Müller: Ein Kollege von dem Bundesamt hat auf die Hilfe der Autohändler verwiesen, die zumeist schon über die Daten der Kunden verfügen.

Autogazette: Das Ergebnis haben wir schon am Montag gesehen, als die überfüllten Autohäuser im Fernsehen gezeigt wurden ...

Müller: ...dort stand man Schlange, um den Antrag loszuwerden. Für mich war es überraschend, dass es so etwas gibt. Ich war davon ausgegangen, dass der Großteil selbst über einen Internetanschluss verfügt.

Autogazette: Experten haben sogar den Besuch im Internetcafe vorgeschlagen...

Müller: ...das würde ich persönlich nicht empfehlen. Überall wird die Nutzung von Internetcafes für die Weitergabe von persönlichen Daten nicht empfohlen und von dem Bafa wird es zur Sprache gebracht. Das ist widersprüchlich. Darum Autohändler ja, Internetcafe eher nein.

Rückkehr zur alten Arbeitsweise

Autogazette: Wie hoch schätzen Sie die Gefahr ein, dass «Schwarze Schafe» sich ins System loggen und die online gestellten Prämien auf eigene Konten umleiten?

Müller: Das ist nicht nur ein datenschutzrechtliches Problem, sondern eher ein finanzpolitisches Problem, weil der Tatbestand des Betrugs erfüllt wäre. Unter datenschutzrechtlichen Bedingungen müssen wir sehen, dass nur der Betreffende selbst die Antworten erhält - und zwar die Richtige, die ihn betrifft.

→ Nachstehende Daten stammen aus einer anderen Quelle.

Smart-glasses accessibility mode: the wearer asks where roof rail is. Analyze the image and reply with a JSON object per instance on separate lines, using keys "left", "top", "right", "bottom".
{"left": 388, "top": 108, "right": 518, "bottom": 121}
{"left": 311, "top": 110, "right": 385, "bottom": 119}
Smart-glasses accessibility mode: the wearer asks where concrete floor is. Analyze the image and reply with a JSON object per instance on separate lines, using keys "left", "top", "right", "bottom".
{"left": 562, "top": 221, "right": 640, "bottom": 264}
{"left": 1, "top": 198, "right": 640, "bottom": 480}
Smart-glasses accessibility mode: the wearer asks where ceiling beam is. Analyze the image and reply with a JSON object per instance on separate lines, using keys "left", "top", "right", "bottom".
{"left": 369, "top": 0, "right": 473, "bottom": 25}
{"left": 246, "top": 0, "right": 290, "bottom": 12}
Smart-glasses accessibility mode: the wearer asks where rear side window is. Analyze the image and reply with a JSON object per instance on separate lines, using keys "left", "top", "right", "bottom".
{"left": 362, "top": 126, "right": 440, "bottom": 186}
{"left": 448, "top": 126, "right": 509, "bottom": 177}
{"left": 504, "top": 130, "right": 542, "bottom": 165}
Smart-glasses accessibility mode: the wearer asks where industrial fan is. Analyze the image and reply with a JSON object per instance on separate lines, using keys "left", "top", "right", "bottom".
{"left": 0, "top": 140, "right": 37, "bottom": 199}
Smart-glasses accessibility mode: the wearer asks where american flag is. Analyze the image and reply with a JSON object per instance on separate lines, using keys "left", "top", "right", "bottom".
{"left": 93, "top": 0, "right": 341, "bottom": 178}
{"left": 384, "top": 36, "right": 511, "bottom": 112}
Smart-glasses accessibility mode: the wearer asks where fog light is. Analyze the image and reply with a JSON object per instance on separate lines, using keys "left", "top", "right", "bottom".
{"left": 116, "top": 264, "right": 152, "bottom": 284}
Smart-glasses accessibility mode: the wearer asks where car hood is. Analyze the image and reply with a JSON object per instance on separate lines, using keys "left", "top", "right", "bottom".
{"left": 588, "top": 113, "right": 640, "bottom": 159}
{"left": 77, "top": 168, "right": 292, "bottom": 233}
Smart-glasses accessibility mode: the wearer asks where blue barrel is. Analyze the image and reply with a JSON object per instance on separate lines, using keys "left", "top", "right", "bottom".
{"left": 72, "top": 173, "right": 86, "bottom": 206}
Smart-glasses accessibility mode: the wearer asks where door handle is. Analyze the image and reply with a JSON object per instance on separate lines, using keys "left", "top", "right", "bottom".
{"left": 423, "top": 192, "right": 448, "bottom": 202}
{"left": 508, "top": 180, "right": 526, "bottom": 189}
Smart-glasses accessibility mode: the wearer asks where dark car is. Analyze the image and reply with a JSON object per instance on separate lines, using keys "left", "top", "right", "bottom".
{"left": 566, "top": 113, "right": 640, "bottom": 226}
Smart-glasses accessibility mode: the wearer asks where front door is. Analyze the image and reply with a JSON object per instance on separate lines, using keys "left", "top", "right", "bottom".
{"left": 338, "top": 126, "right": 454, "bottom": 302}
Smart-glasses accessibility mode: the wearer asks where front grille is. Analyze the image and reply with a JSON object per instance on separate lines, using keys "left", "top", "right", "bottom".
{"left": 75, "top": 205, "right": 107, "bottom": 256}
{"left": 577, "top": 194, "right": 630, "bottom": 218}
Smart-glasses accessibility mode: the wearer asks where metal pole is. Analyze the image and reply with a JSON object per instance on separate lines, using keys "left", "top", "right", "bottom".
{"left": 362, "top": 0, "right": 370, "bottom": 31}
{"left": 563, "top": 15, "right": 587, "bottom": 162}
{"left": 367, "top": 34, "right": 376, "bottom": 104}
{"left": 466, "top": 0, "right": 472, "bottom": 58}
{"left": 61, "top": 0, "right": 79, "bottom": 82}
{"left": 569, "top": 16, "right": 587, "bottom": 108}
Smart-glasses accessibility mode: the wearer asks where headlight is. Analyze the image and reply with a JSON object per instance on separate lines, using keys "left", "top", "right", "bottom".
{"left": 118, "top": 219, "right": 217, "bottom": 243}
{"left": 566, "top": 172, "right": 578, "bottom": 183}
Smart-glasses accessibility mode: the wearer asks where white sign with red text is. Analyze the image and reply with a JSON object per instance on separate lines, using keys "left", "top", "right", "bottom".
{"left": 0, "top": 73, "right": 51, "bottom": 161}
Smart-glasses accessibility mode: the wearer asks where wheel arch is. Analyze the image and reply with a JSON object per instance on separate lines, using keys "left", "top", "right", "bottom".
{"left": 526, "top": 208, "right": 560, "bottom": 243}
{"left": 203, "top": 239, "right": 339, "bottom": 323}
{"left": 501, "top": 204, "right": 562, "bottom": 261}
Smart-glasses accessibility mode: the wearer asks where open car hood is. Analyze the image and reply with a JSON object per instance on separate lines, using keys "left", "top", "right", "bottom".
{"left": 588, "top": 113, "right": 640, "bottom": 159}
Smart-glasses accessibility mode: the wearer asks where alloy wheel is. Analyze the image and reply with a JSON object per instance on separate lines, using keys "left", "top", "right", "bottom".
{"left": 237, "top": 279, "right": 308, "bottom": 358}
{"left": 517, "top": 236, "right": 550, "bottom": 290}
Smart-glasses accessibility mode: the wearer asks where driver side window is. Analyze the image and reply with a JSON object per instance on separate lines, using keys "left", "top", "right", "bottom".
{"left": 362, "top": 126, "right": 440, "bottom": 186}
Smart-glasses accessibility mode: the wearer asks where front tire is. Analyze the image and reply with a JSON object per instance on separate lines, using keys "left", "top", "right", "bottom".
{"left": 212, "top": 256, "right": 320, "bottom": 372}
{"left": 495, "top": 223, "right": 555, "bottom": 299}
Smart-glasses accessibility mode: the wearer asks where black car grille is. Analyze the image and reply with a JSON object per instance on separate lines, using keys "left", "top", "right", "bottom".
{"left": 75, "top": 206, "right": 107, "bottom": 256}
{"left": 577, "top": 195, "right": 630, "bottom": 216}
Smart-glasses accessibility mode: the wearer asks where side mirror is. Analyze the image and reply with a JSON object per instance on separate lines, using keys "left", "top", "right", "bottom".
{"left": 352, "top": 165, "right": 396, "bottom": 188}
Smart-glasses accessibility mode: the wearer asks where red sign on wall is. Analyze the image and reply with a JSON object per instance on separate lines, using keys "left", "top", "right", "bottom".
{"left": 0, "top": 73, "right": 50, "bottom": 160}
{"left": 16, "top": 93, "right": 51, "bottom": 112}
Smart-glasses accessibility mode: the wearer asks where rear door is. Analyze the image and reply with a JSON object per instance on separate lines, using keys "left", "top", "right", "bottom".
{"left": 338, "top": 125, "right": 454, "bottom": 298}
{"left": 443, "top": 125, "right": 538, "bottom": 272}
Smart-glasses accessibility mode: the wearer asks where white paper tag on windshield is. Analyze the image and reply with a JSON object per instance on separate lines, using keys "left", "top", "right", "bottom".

Autogazette: Wie soll die Abwrackprämie in Zukunft abgewickelt werden?

Müller: Wir sind mit dem Bafa im Gespräch. Dort ist man leider noch nicht ganz so weit. Wir wollen natürlich im Interesse der Kunden das Verfahren nicht verzögern. Sofern nicht umgehend Abhilfe geschaffen werden kann, wäre es eine Zwischenlösung, zum alten Verfahren zurückzukehren, bis man das Problem in den Griff bekommen hat.

Autogazette: Dann aber mit SSL-Verschlüsselung.

Müller: Die gehört dazu, aber dringend. Es muss die Datensicherheit gewährleistet sein und die Übertragungswege müssen sicher gestaltet sein. Das Zustellen falscher personenbezogener Anträge darf nicht passieren. Das muss sofort aufhören.